La slitta venne portata giù per prima, in modo che l’equipaggio della «Bree» vi caricasse sopra la nave, mentre il razzo andava a prendere il trattore. Ma Lackland chiese ai compagni di non avvicinarsi con il razzo alla «Bree», e la voluminosa e goffa slitta fu lasciata presso la cupola, in attesa che arrivasse il trattore per rimorchiarla. Lackland guidò personalmente il trattore, benché l’equipaggio del razzo fosse rimasto a terra, pronto a fornire la propria assistenza.

Ma nessun aiuto umano si rese necessario. I meskliniti, con un’attrazione gravitazionale pari a solo tre volte la gravità terrestre, furono perfettamente in grado di sollevare la loro imbarcazione. E l’insormontabile riflesso condizionato che impediva loro di mettere qualunque parte del corpo sotto una tale massa, non impedì che la trainassero sulla spiaggia con delle corde. Ogni marinaio, naturalmente, si teneva ancorato saldamente a un albero con una o due coppie di pinze posteriori. In questo modo la «Bree», a vele ammainate, scivolò facilmente sulla sabbia fin sopra la piattaforma metallica scintillante.

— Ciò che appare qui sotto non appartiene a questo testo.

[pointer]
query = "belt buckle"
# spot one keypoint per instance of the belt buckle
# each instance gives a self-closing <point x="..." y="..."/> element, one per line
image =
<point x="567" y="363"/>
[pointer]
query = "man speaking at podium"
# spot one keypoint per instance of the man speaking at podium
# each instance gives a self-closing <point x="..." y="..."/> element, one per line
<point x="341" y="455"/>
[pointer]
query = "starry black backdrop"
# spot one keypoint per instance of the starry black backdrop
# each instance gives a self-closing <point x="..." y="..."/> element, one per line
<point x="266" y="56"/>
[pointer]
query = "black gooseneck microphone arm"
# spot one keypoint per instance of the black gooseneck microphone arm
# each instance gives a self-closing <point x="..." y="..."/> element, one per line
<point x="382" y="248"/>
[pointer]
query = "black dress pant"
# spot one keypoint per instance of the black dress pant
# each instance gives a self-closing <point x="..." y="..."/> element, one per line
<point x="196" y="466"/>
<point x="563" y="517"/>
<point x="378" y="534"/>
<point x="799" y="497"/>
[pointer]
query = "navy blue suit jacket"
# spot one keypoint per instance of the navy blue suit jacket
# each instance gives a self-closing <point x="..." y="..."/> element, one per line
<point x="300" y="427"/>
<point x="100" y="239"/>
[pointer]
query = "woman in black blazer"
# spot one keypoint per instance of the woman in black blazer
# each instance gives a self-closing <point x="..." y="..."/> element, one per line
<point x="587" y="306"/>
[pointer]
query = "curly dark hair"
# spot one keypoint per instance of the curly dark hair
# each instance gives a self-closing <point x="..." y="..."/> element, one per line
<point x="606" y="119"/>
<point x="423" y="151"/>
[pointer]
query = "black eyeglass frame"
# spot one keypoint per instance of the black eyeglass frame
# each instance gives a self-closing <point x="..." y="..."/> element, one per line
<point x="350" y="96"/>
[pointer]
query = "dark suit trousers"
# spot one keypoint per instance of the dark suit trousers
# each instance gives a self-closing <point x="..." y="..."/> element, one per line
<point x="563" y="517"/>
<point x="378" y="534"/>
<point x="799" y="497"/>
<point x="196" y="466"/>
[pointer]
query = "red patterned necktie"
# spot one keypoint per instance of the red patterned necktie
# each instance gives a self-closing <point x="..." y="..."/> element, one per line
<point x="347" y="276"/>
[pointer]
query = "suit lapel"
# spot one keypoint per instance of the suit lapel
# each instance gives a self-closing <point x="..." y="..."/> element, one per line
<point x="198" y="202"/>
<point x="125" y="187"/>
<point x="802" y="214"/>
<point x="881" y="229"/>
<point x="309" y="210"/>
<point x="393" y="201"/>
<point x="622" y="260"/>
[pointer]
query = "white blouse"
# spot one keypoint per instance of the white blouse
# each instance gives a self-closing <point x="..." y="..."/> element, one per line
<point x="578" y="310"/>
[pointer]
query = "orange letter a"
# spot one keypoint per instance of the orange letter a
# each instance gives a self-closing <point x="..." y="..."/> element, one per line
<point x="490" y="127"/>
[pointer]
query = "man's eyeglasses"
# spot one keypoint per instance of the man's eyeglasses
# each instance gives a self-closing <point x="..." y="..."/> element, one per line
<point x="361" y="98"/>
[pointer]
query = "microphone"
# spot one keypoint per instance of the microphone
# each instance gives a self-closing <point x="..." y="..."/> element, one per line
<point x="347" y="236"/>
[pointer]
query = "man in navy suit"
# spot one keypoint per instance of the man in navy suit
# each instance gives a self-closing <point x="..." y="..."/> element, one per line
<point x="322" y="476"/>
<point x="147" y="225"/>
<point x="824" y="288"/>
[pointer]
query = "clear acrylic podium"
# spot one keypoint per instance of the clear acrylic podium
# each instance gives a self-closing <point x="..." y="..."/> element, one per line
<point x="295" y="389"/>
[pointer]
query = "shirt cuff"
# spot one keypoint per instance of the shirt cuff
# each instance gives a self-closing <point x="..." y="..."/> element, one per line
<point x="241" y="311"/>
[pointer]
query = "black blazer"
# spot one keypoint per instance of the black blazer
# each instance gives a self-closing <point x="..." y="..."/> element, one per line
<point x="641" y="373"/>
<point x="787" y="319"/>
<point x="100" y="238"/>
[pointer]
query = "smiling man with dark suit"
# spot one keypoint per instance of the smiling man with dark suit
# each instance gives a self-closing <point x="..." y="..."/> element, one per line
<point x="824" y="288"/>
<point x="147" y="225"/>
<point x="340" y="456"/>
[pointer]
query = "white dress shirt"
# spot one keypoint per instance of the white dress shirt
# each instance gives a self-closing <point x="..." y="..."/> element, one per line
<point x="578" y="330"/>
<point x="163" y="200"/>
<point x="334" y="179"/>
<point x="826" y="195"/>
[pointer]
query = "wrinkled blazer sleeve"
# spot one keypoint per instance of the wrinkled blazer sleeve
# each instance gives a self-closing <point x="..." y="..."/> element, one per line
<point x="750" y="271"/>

I costruttori della slitta sulla lontana Toorey avevano provveduto a dotarla di fori e cavicchi sufficienti perché l’equipaggio potesse assicurarvi solidamente la «Bree».

Poi la piattaforma venne attaccata al trattore, che nel frattempo era stato rifornito d’ogni cosa necessaria, compresi viveri per parecchi giorni. Ulteriori rifornimenti, se proprio indispensabili, sarebbero stati trasportati dal razzo.

Infine Lackland salì a bordo del trattore, sigillò il portello, pompò fuori l’atmosfera mesklinita, liberò quella terrestre, immagazzinata in precedenza in speciali serbatoi, e senza altre esitazioni avviò i motori centrali di propulsione, guidando il trattore e il suo pesante traino verso est.

Il carattere pianeggiante e senza asperità del terreno cominciò gradualmente a cambiare. Nei quaranta giorni che passarono prima che Lackland sentisse il bisogno di fermarsi per dormire, percorsero circa ottantacinque chilometri, e la spedizione si ritrovò in una regione di colline ondulate, non più alte di centocentotrenta metri. Nessun inconveniente si era verificato nella trazione della slitta o a bordo della nave caricatavi sopra. Barlennan riferì attraverso la radio che all’equipaggio piaceva quella nuova esperienza e che l’insolita inattività non aveva ancora annoiato nessuno. La velocità del trattore con il suo pesante traino era di circa otto chilometri all’ora, notevolmente superiore alla media di quel faticoso trascinarsi sul suolo che era la deambulazione mesklinita.